INIS News

News from the Nuclear Information Section
International Nuclear Information System (INIS)  &  IAEA Library

No. 14, June 2013

 

The History of Digital Preservation at INIS

Since its creation in 1970, the International Nuclear Information System (INIS) collects and disseminates non-conventional literature (NCL) received from Member States and international organizations1. Initially, INIS received paper based NCL documents which were microfilmed in-house2 and stored in the INIS archives. In 1997, the INIS Secretariat replaced the microfiche-based production system with an imaging system to process, preserve and disseminate all NCL documents in electronic format. This marked the beginning of digital preservation efforts that continue today.

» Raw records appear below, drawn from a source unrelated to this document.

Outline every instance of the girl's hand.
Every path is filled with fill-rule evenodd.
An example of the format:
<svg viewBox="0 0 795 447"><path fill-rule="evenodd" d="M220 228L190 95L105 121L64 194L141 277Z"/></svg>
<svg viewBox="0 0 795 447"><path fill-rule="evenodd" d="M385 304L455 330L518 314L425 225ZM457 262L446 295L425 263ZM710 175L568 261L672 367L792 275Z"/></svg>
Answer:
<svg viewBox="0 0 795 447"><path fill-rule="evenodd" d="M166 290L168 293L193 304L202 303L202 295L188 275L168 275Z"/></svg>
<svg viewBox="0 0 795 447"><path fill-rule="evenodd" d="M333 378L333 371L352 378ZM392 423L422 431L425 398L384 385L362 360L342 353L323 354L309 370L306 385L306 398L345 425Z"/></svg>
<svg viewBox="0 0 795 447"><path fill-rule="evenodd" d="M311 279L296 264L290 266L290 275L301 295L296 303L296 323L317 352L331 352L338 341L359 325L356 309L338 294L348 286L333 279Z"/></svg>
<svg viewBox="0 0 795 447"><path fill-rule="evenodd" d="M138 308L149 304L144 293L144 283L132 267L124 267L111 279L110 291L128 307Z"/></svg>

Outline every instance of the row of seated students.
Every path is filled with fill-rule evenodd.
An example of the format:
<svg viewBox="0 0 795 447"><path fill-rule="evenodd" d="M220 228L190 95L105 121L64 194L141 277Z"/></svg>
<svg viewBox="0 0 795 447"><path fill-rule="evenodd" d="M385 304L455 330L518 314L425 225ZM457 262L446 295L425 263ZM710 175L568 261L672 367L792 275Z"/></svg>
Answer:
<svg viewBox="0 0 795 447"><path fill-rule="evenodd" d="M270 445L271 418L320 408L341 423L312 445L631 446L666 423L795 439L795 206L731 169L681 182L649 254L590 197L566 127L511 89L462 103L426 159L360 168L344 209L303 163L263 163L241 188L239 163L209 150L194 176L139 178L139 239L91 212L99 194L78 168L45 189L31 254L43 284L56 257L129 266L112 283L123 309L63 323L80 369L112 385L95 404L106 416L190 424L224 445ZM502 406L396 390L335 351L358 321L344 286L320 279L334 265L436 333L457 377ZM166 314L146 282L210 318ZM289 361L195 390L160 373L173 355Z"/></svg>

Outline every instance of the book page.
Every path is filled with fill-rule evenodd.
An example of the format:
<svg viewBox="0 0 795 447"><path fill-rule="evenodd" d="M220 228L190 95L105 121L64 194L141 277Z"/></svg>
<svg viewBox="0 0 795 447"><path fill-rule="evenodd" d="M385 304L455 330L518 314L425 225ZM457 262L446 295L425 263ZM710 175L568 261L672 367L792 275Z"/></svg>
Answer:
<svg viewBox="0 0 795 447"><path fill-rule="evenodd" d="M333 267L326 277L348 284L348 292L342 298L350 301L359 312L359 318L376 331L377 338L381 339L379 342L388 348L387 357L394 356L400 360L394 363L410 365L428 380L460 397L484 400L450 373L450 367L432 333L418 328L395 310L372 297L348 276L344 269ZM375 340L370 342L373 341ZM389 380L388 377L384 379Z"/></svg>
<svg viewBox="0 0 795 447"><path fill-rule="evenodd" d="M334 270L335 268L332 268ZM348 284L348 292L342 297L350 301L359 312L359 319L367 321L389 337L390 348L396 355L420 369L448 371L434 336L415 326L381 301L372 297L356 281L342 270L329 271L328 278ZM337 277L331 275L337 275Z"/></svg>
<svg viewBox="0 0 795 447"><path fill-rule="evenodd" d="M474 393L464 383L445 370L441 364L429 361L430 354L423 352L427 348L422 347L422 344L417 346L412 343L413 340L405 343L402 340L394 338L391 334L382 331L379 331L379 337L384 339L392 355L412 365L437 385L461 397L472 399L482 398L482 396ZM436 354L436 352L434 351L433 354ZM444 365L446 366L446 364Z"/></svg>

The INIS digital preservation technical infrastructure has evolved on a regular basis since 1997. Its history can be divided into three periods:

  • 1997–2003: INIS Imaging System (INISIS)
  • 2003–2009: INIS Imaging System 2000 (INISIS2K)
  • 2010 to present: Current technical infrastructure

Some of the over 1 million microfiches being digitized at INIS This article provides an overview of the digital preservation practices and the technical infrastructure of INIS. It describes the hardware and software used, as well as some practices related to scanning and quality control. The digitization of the INIS microfiche collection, a unique archive containing over 1 million physical assets, including more than 312 000 non-conventional literature reports, was described in detail in INIS Newsletter No. 13, September 20123. The digitization of this archive will lead to a collection of approximately 17 million pages of full texts.


INIS Imaging System (INISIS) — (1997–2003)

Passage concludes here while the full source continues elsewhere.